Since nobody walks around with a machining rule (unless you’re a machinist) you can use two (devalued) Canadian dimes as a reference gauge for checking action on any guitar. Two stacked dimes happen to measure 3/32” of an inch,which is our reference

for checking action!



You can try sliding two dimes between the frets and the Lo E and Hi E strings ,around the 14th fret area like in the photo on the left. This will give you a quick way to check a rack full of guitars to see which ones will likely need some kind of setup work.

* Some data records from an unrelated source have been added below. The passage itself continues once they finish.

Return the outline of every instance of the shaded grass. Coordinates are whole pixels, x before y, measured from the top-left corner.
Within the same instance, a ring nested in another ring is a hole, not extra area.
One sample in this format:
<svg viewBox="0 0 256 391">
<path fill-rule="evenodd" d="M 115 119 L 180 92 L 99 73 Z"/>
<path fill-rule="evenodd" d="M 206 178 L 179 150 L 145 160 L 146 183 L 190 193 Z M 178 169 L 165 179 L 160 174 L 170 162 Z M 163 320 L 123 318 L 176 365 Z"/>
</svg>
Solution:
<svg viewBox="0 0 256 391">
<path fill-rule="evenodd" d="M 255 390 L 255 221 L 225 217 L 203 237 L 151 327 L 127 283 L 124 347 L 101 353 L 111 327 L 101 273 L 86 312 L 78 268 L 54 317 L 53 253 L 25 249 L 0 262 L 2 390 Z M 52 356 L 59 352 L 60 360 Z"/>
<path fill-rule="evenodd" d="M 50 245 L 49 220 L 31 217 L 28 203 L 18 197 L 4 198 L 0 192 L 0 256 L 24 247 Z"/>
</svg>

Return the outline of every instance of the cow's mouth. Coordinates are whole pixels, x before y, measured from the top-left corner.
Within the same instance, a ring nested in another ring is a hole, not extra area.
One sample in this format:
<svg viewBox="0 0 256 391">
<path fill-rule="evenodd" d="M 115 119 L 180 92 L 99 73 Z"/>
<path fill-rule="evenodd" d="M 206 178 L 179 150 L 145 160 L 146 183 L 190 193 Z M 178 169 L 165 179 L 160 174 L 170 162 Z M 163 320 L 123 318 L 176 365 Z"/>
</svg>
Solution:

Wrap-up "Setting intonation"

After the string height (the action) has been properly adjusted so the guitar plays effortlessly, it’s now time to adjust the intonation. How well the intonation is adjusted will determine how accurately the guitar will sound “in-tune” as as whole, across the entire fingerboard (not just at the first couple of frets) This will allow the guitar to sound more “balanced” between playing open chords nearest the nut and barre chords further up the fretboard with a minimum of hassle. The intonation is adjusted by individually varying each string’s length, by turning the bridge saddle screws & checking each string’s pitch with an electronic tuner.

After the action & intonation have been settled, pickup height is adjusted for proper string to string balance.


Even strap pins are glued into their screw holes to secure them & help prevent them from letting go when you least expect it (a common complaint on way too many guitars).



Plug your cable into one of our shop customized guitars and you’ll feel a definite “CLICK” telling you your cable won’t be crackling and slithering out of the guitar like on many other stock versions. When all is done to satisfaction, all our guitars get cleaned of "prints” and buffed with a wipe of Meguire’s YellowWax to protect the finish till it ends up in the hands of the next “Pete Townshend” !!